Nous nous sommes rendus dans l’un des plus importants abattoirs de la région. Il est situé à la sortie est de la ville d’Azazga, à 35 km du chef-lieu de la wilaya de Tizi Ouzou. C’est là où le premier cas de fièvre aphteuse a été signalé quatre jours auparavant. Il est 6 heures du matin. Des camions chargés de bêtes destinées à l’abattage étaient déjà sur les lieux bien avant l’ouverture de l’abattoir. Des éleveurs, des fournisseurs de viande et des bouchers se sont regroupés devant le portail d’entrée comme de coutume. Sauf que depuis quelques jours les discussions ont complètement changé. L’on ne parle que de cette maladie la fièvre aphteuse! Tout ce beau monde des éleveurs de cette région est bouleversé. Tous s’interrogent, s’informent, se consolent; c’est la panique!

L’ambiance est des plus lourdes: Des éleveurs malheureux, voient toutes leurs bêtes égorgées, des acheteurs venus profiter de la situation proposent «moitié prix», des employés débordés par le nombre de bêtes à abattre qui a doublé, les gérants de l’abattoir qui n’a plus d’espace dans la chambre froide pour garder tant de viande, des vétérinaires débordés par l’inspection, l’orientation, l’information et la sensibilisation…

«L’éleveur est le seul perdant dans cette histoire!», s’écrit Dda Amar entouré d’une dizaine d’éleveurs et autres fournisseurs de viande. Dda Amar perd son sang-froid après avoir accepté de céder la viande de ses vaches malades à moitié prix. «Personne ne veut nous acheter cette viande et voilà comment nous sommes contraints de vendre à moitié prix ou même pas, soit 200 DA le kilo», dit-il d’une voix affaiblie et des yeux larmoyants…

«En tant que boucher, je n’achète pas! Les bêtes malades sont très maigres, donc elles ne représentent pas beaucoup de viande», lui rétorque un boucher comme pour expliquer sa position. Voilà ce qui pousse l’éleveur à vendre à perte, en définitive, puisqu’il n’a d’autre choix que d’abattre ses bêtes malades d’abord. Seule phrase qui revient surtout: «Nous avons vu à la télévision que le ministre de l’Agriculture a promis de nous indemniser. Si c’est vraiment le cas, alors nous sommes sauvés en tant qu’éleveurs sinon nous sommes foutus!».

Panique chez les éleveurs

La panique s’est emparée des éleveurs depuis quelques jours.
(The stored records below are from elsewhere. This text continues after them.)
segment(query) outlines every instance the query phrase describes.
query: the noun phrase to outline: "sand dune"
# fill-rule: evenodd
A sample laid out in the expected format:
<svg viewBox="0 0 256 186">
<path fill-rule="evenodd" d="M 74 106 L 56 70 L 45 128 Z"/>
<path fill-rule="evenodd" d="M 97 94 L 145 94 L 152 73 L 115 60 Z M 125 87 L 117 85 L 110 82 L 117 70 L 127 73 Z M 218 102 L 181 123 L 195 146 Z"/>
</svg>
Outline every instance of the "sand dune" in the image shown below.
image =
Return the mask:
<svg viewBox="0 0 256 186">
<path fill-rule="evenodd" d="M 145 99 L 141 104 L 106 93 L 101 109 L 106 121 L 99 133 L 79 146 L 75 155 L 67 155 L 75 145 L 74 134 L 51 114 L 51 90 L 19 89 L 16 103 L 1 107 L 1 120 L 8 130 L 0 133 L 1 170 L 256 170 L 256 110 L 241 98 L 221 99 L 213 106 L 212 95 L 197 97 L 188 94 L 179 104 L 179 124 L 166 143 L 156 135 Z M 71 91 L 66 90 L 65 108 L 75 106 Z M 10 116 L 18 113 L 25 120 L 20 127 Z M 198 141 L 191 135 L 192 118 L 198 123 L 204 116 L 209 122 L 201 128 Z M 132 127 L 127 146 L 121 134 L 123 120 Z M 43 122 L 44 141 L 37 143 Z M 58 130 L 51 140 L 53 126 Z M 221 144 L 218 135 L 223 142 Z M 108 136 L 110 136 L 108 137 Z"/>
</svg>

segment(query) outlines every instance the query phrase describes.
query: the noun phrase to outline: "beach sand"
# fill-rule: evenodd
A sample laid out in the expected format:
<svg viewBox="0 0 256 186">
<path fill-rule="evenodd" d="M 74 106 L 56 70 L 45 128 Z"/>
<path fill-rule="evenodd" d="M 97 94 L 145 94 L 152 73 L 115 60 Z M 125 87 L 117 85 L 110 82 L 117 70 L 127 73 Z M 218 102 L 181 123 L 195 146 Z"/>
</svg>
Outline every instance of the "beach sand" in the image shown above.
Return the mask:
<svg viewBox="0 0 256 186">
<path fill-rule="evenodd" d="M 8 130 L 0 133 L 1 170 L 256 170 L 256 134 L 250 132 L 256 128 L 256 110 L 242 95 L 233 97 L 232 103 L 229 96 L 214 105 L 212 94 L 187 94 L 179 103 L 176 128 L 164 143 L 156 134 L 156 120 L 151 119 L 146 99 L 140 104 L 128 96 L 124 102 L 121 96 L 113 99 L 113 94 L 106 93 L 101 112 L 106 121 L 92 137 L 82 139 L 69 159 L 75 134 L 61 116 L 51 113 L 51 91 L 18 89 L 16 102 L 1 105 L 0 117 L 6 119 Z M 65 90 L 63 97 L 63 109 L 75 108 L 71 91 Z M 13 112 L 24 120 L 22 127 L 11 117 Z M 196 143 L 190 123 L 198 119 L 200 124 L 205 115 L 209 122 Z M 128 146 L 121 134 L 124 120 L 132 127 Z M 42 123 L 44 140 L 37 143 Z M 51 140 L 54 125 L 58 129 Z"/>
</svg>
Depuis les premiers cas de la fièvre aphteuse. Les éleveurs, venus de plusieurs communes de la wilaya, n’ont pas caché leurs craintes quant à l’évolution de la maladie qui menace de décimer leurs cheptels et le déficit en information sur cette maladie très contagieuse qui touche le cheptel ovin et bovin.

L’on remarque parfaitement le manque de communication entre l’administration et les agriculteurs, ce qui a conduit de nombreux agriculteurs à ne pas déclarer les foyers de fièvre aphteuse par crainte de voir abattre tout leur cheptel au cas où l’un des animaux serait atteint, et par espoir d’en sauver une partie, ce qui est impossible s’agissant de cette maladie extrêmement contagieuse.

Actuellement, «la maladie évolue lentement. 70% du cheptel de la wilaya est vacciné de manière régulière, ce qui lui offre une couverture immunitaire contre la fièvre aphteuse», selon une source de la direction de la subdivision agricole de la wilaya. Enfin, actuellement, quelque 757.000 bovins ont été vaccinés par les services vétérinaires depuis mai dernier en plus des 850.000 têtes vaccinées entre janvier et mars dans le cadre des mesures préventives contre la fièvre aphteuse, a-t-on appris auprès du ministère de l’Agriculture et du Développement rural.

«L’opération qui a concerné plus d’un million et demi de têtes depuis janvier dernier a permis de juguler cette maladie», selon une source du ministère. En plus des quantités disponibles, un lot de 900.000 vaccins sera réceptionné le 9 août courant. L’Algérie compte un cheptel bovin de plus de 1.900.000 têtes.

Les wilayas ayant enregistré des cas de cette maladie qui affecte les grands ruminants et qui ne se transmet pas à l’homme, sont Chlef, Khenchela, Jijel, Tizi Ouzou, Bordj Bou Arréridj, Djelfa, Blida, Alger, Sétif, Bouira, Constantine, Batna, Médéa et Béjaïa.